Overseas pension transfers surge post-Brexit

Overseas pension transfers surge post-Brexit

Offshore advice firm De Vere has reported a surge in inquiries from people looking to move their UK defined benefit pensions overseas ahead of the imminent triggering of Article 50.

Since December, the firm saw a 21 per cent increase in the number of inquiries, which it put down to the approaching March deadline for the commencement of formal Brexit negotiations.

Other financial advisers have disputed this link, however.

Prime minister Theresa May announced in October that the government would trigger Article 50 by the end of the first quarter of 2017, putting the deadline a matter of weeks away.

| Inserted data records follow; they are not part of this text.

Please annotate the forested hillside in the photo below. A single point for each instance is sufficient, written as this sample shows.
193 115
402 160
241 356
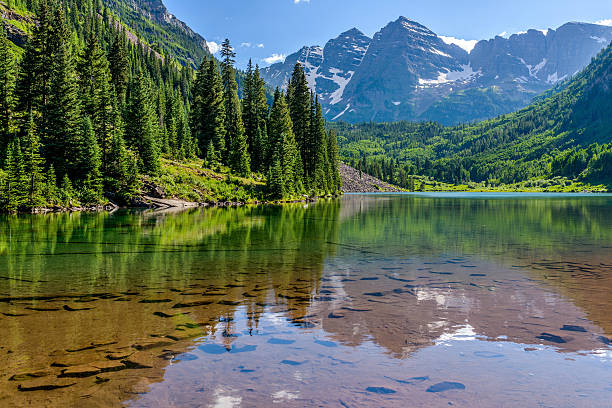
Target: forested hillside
89 111
567 135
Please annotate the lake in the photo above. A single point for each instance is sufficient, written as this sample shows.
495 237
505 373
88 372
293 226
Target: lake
424 300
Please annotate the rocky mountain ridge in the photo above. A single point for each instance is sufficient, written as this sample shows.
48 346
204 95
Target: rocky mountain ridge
407 72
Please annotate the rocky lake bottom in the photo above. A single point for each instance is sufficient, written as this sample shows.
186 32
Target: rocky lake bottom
398 300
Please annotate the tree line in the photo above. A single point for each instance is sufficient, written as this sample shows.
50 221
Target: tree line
86 109
567 134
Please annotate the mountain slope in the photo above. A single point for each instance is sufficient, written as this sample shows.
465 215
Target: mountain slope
407 72
561 135
164 32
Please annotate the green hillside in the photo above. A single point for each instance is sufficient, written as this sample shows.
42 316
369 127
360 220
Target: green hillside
566 135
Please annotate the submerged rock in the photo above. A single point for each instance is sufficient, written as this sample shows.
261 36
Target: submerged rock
380 390
29 376
46 385
446 386
274 340
578 329
553 338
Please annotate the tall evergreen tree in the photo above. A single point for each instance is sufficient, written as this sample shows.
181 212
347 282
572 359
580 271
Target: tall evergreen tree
61 122
319 136
299 100
284 147
208 108
119 65
6 93
140 126
88 159
14 194
335 180
237 153
33 168
255 112
96 95
34 80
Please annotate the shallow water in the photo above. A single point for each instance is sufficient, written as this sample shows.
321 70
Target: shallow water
476 300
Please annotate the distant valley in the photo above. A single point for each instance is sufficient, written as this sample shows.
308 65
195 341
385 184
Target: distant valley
407 72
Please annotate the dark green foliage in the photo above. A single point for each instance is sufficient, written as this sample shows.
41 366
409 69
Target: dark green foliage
255 113
88 159
140 129
33 169
557 136
6 93
119 65
333 160
61 125
208 109
299 101
14 187
94 106
320 157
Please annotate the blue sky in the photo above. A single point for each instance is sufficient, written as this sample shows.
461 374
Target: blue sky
263 29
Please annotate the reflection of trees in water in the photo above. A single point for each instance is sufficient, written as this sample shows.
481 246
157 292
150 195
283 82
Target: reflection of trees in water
429 226
150 283
254 259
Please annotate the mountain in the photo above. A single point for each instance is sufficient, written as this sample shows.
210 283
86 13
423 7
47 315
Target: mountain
407 72
165 33
568 134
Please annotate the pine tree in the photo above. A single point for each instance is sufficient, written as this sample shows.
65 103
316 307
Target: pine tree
119 66
186 148
96 94
208 108
6 93
66 193
88 159
34 79
14 187
237 153
33 168
61 122
122 176
276 184
335 181
283 145
211 160
140 127
319 136
255 113
299 100
51 192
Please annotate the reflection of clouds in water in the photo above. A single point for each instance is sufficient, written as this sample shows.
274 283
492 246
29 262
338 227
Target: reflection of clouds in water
225 401
276 319
284 395
463 333
603 354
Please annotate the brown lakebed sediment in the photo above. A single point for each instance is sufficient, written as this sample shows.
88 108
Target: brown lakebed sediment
296 307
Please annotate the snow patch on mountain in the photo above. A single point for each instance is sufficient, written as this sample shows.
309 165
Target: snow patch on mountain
467 45
343 112
599 39
554 78
466 74
342 82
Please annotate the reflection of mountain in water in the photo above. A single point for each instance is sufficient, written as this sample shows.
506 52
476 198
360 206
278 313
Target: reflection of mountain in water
104 304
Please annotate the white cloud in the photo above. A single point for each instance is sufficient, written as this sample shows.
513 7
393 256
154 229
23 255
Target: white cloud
274 58
467 45
213 47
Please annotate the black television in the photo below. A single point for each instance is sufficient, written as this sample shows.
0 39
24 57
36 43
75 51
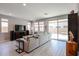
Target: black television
20 27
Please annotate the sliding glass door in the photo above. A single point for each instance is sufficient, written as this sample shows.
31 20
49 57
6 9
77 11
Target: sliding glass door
63 29
52 29
58 29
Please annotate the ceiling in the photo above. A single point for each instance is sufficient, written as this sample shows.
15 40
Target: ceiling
35 11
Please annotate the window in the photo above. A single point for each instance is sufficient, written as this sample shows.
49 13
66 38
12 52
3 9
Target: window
36 26
41 26
4 25
29 26
52 26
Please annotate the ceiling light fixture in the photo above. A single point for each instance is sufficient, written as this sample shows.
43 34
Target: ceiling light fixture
24 4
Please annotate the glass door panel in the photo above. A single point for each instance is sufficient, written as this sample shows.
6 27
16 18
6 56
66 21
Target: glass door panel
52 29
63 29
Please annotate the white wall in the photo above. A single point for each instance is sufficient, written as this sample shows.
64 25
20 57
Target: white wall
12 21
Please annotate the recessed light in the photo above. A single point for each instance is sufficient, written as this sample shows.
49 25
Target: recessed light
24 4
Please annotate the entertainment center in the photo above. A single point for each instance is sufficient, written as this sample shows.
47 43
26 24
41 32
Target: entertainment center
19 32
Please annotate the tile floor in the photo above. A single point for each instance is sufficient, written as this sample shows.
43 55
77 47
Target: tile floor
51 48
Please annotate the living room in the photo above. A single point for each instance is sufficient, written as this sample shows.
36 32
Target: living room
42 25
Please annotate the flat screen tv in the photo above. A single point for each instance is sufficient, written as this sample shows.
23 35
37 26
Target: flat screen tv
20 27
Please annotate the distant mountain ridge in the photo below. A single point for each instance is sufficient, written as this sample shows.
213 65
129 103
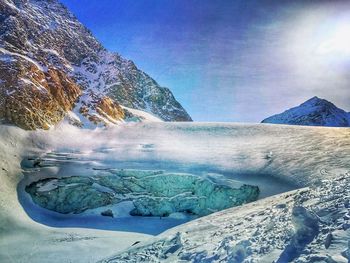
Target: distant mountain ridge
313 112
51 64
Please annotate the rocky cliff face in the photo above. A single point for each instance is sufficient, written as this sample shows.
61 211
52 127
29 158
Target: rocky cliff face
313 112
51 64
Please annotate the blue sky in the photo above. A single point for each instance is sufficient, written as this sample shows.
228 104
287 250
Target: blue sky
230 60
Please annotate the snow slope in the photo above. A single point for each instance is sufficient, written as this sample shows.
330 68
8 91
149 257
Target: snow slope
313 112
275 228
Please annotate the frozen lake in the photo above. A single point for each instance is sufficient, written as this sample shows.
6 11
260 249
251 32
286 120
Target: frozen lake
218 152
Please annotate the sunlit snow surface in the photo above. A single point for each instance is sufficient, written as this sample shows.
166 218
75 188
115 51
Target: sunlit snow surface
275 158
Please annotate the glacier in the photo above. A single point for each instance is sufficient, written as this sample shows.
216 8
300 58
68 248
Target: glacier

De Vere chief executive Nigel Green said there had been a "groundswell" of interest in transferring DB schemes into recognised overseas pension schemes (generally referred to by the acronym "Qrops") since the June vote.

This, he said, had intensified in recent weeks, adding he expected the trend to continue as the Brexit deadline gets nearer.

"It’s understandable why so many are considering transferring their UK pensions into an HMRC-recognised overseas pension scheme at the moment. They recognise the golden opportunity right now," Mr Green said.

Mr Green said there were three reasons why now was a "golden opportunity" to transfer a DB pension into a Qrop.

They were: record high transfer values, increasing risk of DB schemes failing, and uncertainty over the UK's future once Brexit has been negotiated.

On the latter point, Mr Green said: "And third, no-one knows for sure what a post-Brexit Britain will look like and how the economy will fare. 

"If there is an economic downturn, for example, it would become increasingly difficult to fund pension schemes. Plus, the value of the assets that the schemes invest in would likely depreciate."

However Geraint Davies, managing director of international specialist firm Montfort International, said the connecting Qrops with Article 50 was "total and utter bunkum". 

He said the decision to transfer a pension overseas was "about what is in the client's best interests, taking into account all future requirements and plans".

He said any increased interest in DB transfers was down to record high transfer values, not the imminent triggering of Article 50.

Qrops and Sipp specialist Momentum Pensions said it had seen significant increase in business since the referendum, but did not link the two.

“Momentum Pensions has experienced significant year-on-year growth of 40% since Brexit," Stewart Davies, the firm's chief executive, said. 

"However, we are not convinced that this is related to Brexit alone. While people are of course looking to address the uncertainties that have resulted from the vote to leave the EU, there are other factors at play."

Financial advisers have reported a surge in DB transfers since pension freedoms were brought in in 2015, augmented by a surge in transfer values in the second half of 2016.

On Wednesday (4 January), Xafinity reported that transfer values ended 2016 up 15 per cent on the previous year. 

That meant a 64-year-old with a DB pension worth £10,000 a year would have received an additional £31,000 if they had transferred out on 31 December 2016 rather than 31 December 2015.